Clap de fin de notre fabuleuse traversée turque

« Une brise légère » nous indique la météo. Clairement, ceux qui tiennent le site « Meteoblue » ne sont pas cyclistes… On bataille contre un vent de folie (rafales de plus de 50km/h), notre Antoine peste contre les montées et le vent, il lutte comme il faut et on arrive à s’élever dans ces sacrés Monts Taurus !

Majestueuses ces montagnes ! Elles nous permettent de faire de magnifiques bivouacs sauvages et nos traditionnels feux de camp à l’abri des regards. C’est évidemment exigeant de s’élever à plus de 1200 m d’altitude, de redescendre puis de remonter à la même altitude. On se croit dans les montagnes russes d’une fête foraine, mais cela à l’avantage (toujours voir le positif !) d’alterner entre montagnes et côtes, entre nature et histoire.

Grosse descente et visite d’une ville romaine de plus de 2000 ans à Sidé avec baignade et glaces à la clef puis grosse montée et visite de l’amphithéâtre romain le mieux conservé au monde.

Notre route vers Antalya se fait par un accueil chez Özkel dans un petit village de montagne, lors d’une journée de grosse pluie. Elle travaille avec son mari pour ouvrir un restaurant en juin. Elle prend tout de même le temps de nous amener chez elle, de nous mettre au sec, de nous laisser les clefs de la maison, nous montrer la machine à laver et la cuisine et elle repart. La gentillesse des Turcs est vraiment incroyable. On passera du temps avec ses deux grandes filles, une d’entre elles offrira deux poupées Barbie à Agathe, qui se découvre une passion pour ces poupées. 

Nous descendons de ces Monts Taurus (1100m de descente en 10 kms) et découvrons des orangeraies, champs de grenadiers et serres de tomates/aubergine/bananiers/fraisiers sur des dizaines de kilomètres à la ronde.

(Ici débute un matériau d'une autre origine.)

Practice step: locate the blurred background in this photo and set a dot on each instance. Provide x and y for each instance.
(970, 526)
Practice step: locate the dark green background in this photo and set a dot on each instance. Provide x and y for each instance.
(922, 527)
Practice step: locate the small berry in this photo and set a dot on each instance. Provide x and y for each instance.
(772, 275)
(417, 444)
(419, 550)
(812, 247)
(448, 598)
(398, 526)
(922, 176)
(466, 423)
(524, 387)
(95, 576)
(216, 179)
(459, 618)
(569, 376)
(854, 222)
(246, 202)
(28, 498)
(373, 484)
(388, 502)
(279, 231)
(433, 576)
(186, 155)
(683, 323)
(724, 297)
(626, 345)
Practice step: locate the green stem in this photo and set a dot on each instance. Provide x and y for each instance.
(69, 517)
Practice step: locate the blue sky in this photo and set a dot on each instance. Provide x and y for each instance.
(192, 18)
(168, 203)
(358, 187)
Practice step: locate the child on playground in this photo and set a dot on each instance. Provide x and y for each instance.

On achète nos fruits directement au producteur (quand ils ne nous arrêtent pas pour nous les offrir – j’avoue avoir un peu pesté lors d’une montée lorsque j’ai roulé avec les 4kgs de concombres offerts avant une pente à 30% mais promis, on les a tous mangés !). On dort dans des orangeraies, fruits frais pressés par nos soins le matin. Merci Ali de nous avoir permis de faire le plein de vitamines dès le matin !

Notre arrivée à Antalya chez Serkan (merci une nouvelle fois au réseau warmshowers d’exister) se fait donc de la meilleure des façons. Nous resterons avec Elif et Serkan une journée, plage et visite de la ville au  programme. Et surtout de bons fous rire : Serkan est très drôle et heureux d’être avec les enfants ; ils avaient même prévu pour eux dessins et feutres, frites, chocolat, dessins animés en français …

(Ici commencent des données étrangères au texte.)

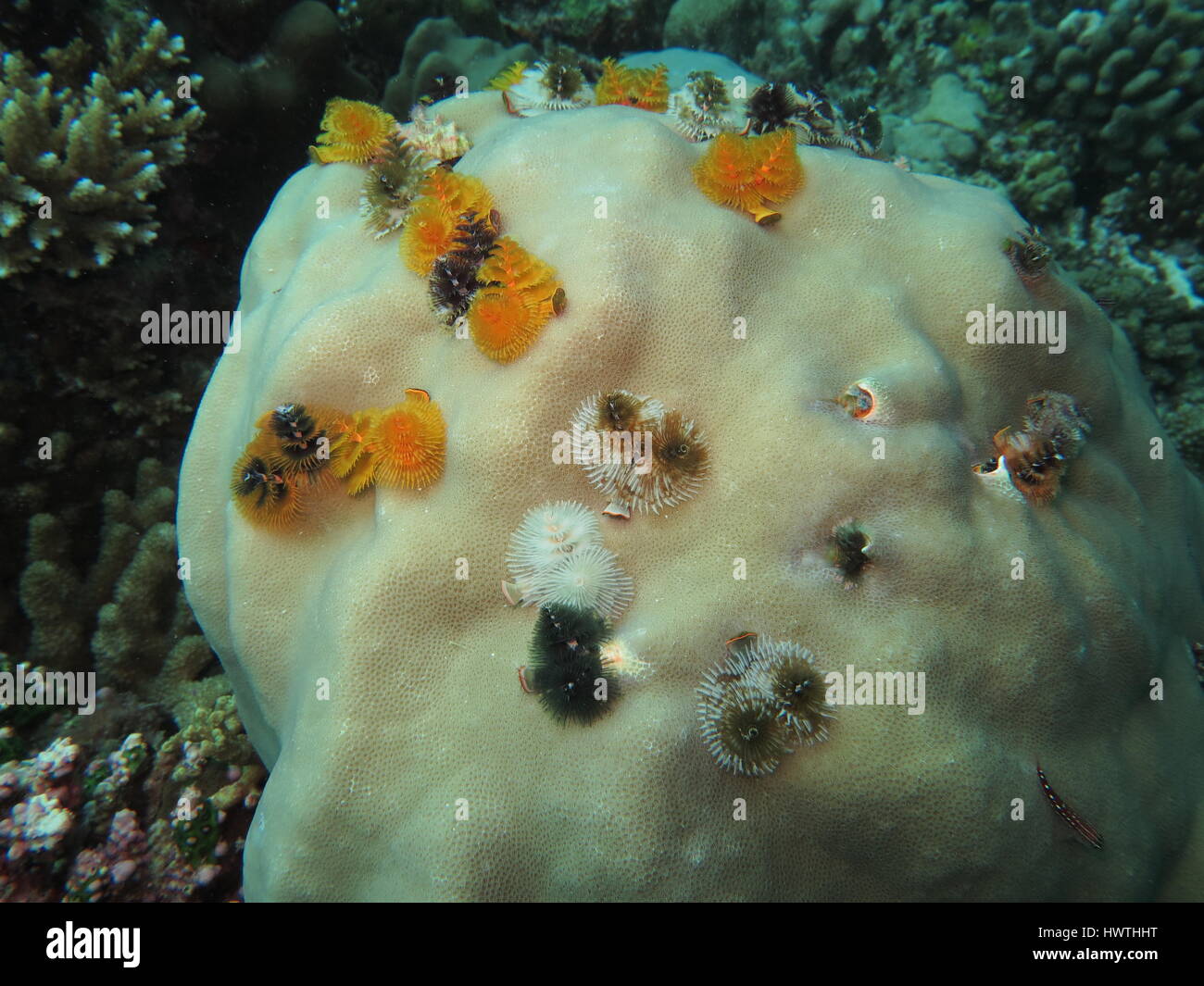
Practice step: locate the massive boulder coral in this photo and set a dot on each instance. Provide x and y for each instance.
(851, 508)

Allez, il faut repartir et deux choix s’offrent à nous : longer la côte sur une 2×2 voies avec tunnels ou faire 2700m en 110 kms. Et bien, on travaille pour enlever la cellulite et raffermir nos corps et on transpire : vous devinerez donc notre choix. Et une journée avec un minimum de 8 kilomètres avec 700 mètres de dénivelé ; on touche nos limites et le trek aussi. La roue arrière a été changée au Mexique et la nouvelle roue ne supporte pas les gros pourcentage des routes de montagne turque. Julien a changé 7 rayons en 2 mois. On a du mal à trouver une roue plus costaud (c’est le problème du standard 28 pouces, pour ceux à qui ça parle) et on a bien sûr aucune envie de renoncer à la montagne. Solution : il va falloir refaire le plein de rayons.

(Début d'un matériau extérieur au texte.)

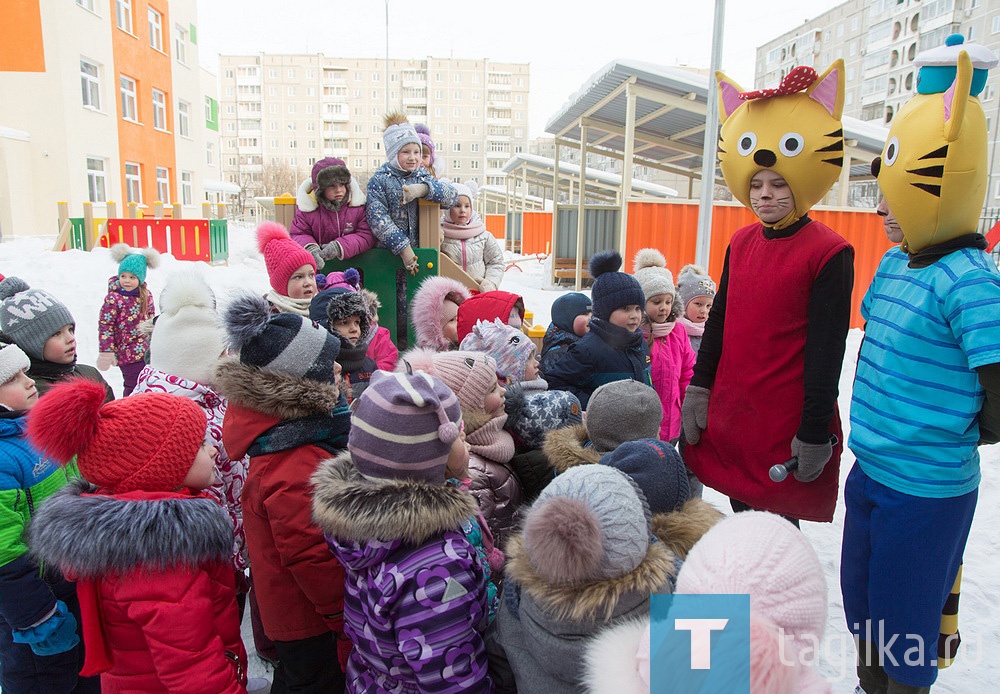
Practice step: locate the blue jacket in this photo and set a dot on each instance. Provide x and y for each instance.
(393, 223)
(607, 353)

On redescend une dernière fois sur la côte. Cela ressemble à la Corse. On rencontre Mathis, cyclo français rentrant en France depuis l’Inde. On roule ensemble (au vu des coef des pentes, merci à toi d’avoir papoté avec Agathe qui marchait à côté de toi pour m’alléger puis d’avoir attendu Antoine qui mettait toutes ses forces dans les pédales pour essayer de suivre la conversation !), puis feu de camp en se racontant nos récits de voyage. Les enfants sont ravis de ces moments et nous aussi. Nous avons ensuite trouvé de magnifiques spots pour dormir en bord de mer et se baigner – belle récompense pour Antoine après la grimpette des derniers jours.

Notre route en Turquie s’achève à Kaş, sous nos yeux émerveillés devant la beauté de cette baie. Nous nous arrêtons dans un camping avec une vue et une mer turquoise vraiment magnifiques. Par contre, petit point à améliorer pour les prochains voyageurs, la température de l’eau laisse à désirer.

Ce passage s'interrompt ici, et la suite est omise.